Sumar ingresos abre la puerta a una mejor vivienda, pero implica compromisos legales y financieros que deben evaluarse con cuidado.
Ante el aumento en los precios de la vivienda, la hipoteca compartida entre amigos surge como una alternativa para quienes buscan formar patrimonio. Este esquema permite unir ingresos para acceder a un crédito mayor y a inmuebles mejor ubicados o de mayor tamaño, algo que en solitario puede resultar complicado.
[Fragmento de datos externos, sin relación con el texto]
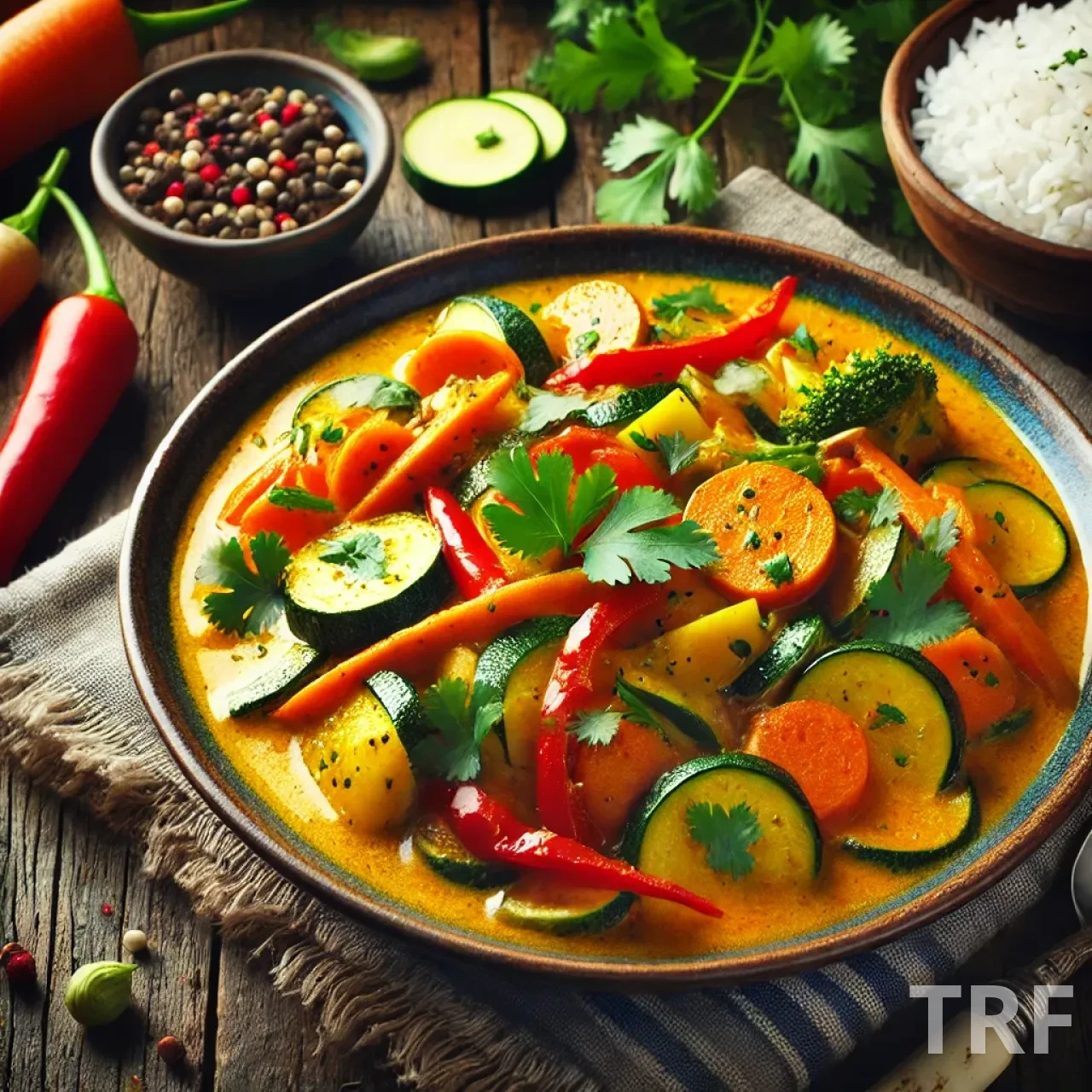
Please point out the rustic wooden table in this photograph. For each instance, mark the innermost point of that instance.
(69, 888)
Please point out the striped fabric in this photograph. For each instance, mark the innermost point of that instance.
(781, 1036)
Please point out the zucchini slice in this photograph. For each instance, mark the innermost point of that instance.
(787, 851)
(549, 119)
(498, 318)
(867, 558)
(472, 154)
(332, 402)
(913, 721)
(1021, 537)
(287, 674)
(547, 905)
(398, 696)
(498, 667)
(923, 833)
(331, 609)
(798, 643)
(437, 845)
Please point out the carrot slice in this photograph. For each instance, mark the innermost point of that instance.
(253, 486)
(973, 580)
(775, 530)
(981, 676)
(421, 646)
(616, 776)
(365, 456)
(822, 747)
(433, 456)
(459, 354)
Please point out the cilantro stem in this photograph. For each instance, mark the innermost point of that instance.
(761, 9)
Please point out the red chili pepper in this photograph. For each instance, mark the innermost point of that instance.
(492, 834)
(472, 561)
(663, 362)
(572, 688)
(85, 357)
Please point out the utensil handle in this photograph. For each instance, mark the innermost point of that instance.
(956, 1069)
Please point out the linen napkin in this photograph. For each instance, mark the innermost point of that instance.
(71, 717)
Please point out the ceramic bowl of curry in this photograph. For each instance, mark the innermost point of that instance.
(765, 738)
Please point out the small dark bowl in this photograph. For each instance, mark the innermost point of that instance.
(245, 264)
(1043, 281)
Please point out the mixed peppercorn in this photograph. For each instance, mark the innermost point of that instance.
(244, 165)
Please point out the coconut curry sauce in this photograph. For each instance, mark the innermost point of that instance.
(778, 728)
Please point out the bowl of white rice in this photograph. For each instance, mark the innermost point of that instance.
(987, 115)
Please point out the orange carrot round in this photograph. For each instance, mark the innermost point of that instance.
(365, 456)
(459, 354)
(822, 747)
(983, 679)
(775, 530)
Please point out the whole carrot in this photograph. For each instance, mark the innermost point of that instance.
(20, 261)
(86, 354)
(63, 61)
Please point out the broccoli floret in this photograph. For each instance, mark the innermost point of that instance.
(893, 394)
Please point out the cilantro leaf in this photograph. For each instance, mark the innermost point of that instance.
(626, 51)
(596, 728)
(619, 549)
(462, 720)
(254, 597)
(292, 497)
(546, 519)
(675, 305)
(726, 835)
(546, 409)
(905, 614)
(779, 569)
(362, 557)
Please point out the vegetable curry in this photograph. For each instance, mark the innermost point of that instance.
(638, 615)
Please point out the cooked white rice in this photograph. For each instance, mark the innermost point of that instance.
(1007, 124)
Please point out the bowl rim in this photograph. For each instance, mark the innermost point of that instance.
(792, 956)
(370, 117)
(897, 97)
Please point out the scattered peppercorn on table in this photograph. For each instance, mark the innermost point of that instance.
(71, 892)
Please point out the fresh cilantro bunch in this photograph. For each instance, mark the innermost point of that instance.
(554, 507)
(903, 612)
(825, 59)
(462, 718)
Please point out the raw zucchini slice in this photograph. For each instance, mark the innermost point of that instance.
(437, 845)
(498, 318)
(332, 402)
(923, 833)
(287, 674)
(398, 696)
(472, 154)
(543, 903)
(547, 118)
(798, 643)
(787, 851)
(331, 608)
(869, 557)
(1021, 537)
(498, 667)
(913, 721)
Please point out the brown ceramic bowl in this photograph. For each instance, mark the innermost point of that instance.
(1043, 281)
(160, 509)
(246, 265)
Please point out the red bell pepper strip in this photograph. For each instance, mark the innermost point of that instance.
(492, 834)
(570, 688)
(471, 560)
(662, 362)
(85, 358)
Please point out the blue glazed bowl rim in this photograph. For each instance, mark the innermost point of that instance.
(1036, 413)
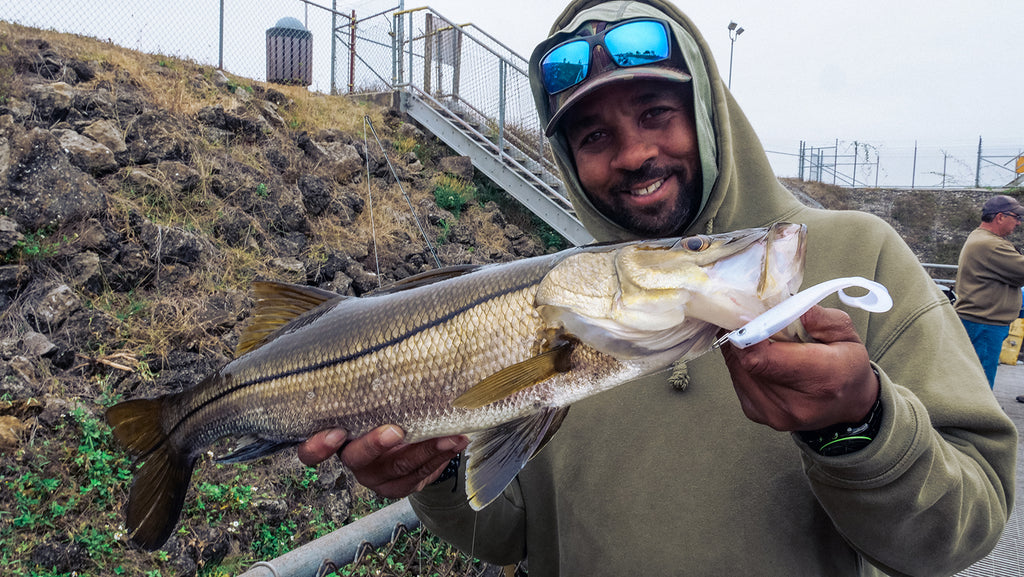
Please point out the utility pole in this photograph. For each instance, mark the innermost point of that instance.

En este tipo de financiamiento, todas las personas que firman el crédito se convierten en responsables del pago total. Bancos y organismos como el Instituto del Fondo Nacional de la Vivienda para los Trabajadores aplican la figura de responsabilidad solidaria, lo que significa que si uno deja de pagar, los demás deben cubrir la mensualidad completa para evitar atrasos o sanciones.
Entre las ventajas destaca la posibilidad de dividir el enganche y los gastos iniciales, además de mejorar la capacidad de endeudamiento. Sin embargo, también existen riesgos importantes, sobre todo si cambian las circunstancias personales de alguno de los cotitulares o surgen desacuerdos sobre el uso, renta o venta del inmueble.
Salir de una hipoteca compartida no es sencillo. Generalmente requiere refinanciar el crédito, sustituir a un deudor o vender la propiedad, procesos que implican tiempo y costos adicionales. Por ello, es clave prever escenarios desde el inicio y dejar todo por escrito.
Con acuerdos claros, asesoría legal y un compromiso real entre las partes, una hipoteca compartida puede ser una oportunidad para avanzar hacia la meta de tener casa propia. La información y la planeación son las mejores aliadas para tomar una decisión segura y bien pensada.